As is evident from fig. 12(a), (b), the system is still in dynamic change and has not yet fully evolved into a final state; the state space diagram and the mixed population which are finally evolved by the clustering are almost the same, as shown in fig. 11, and only the time is prolonged, and about 4000 steps are needed. The settlement is an effective measure for language protection, and although the tendency of weak language death cannot be finally changed, the decay process is obviously prolonged, and more time and opportunities are provided for people to protect the language.

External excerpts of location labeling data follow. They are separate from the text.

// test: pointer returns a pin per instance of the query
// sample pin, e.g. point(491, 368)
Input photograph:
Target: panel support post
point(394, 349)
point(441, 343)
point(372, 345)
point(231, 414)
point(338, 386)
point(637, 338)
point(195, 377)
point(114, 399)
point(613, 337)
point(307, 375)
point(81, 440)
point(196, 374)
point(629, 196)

The seventh step: verifying the influence of policy regulation and control on system evolution under the condition of weak connection relation of different proportions of the model, analyzing by taking the graph 8(a) as a reference, and discussing the condition that n is the number of the elements x =0.4、n y With an initial population ratio of 0.6, when the ratio of both the disadvantaged speaker x and the bilingual speaker z is less than thirty percent, the influence of the bilingual speaker is increased (k is 0.5 and u is 0.4) and the language attitude (P) is changed xy =0.5,P a 0.5) to see the change of the future evolution trend of the system, as shown in fig. 13 below. The experiment shows that: (1) under the condition of no policy regulation, the weak language and bilingual in the system will die quickly, and as the proportion of weak connection in the social network increases (from 10% to 30%), the speed of die-out is increased, and finally the time of die-out is advanced from about 1200 steps to 800 steps. This means that when the cross-regional remote flow and communication link become normal, the social relationship range of people is enlarged and the strength is weakened, which is not beneficial to the preservation of the vulnerable language. (2) After policy control is performed by increasing the influence of bilingualrs and changing the language attitude (i.e., k is 0.5, u is 0.4, and P is xy =0.5,P a 0.5), when the system is operated to 2000 steps, the total ratio of the monolingual x and the bilingual z is 21% under the condition that the weak link ratio in the social network is 10%, and the total ratio of the monolingual x and the bilingual z is increased to 35% when the weak link ratio is increased to 30%. With the increase of the connection proportion in the weak social network, the total proportion of the monolingual x and the bilingual z in the final evolution state of the system can be increased, which shows that the regulation and control measures are easier to achieve effect under the condition of high weak connection proportion. To sum upThe policy regulation and control measures can play a role in protecting the vulnerable language in the social network with weak connection, so that the vulnerable language can be stored in a bilingual form, and the trend of the future vulnerable language extinction can be prevented and improved.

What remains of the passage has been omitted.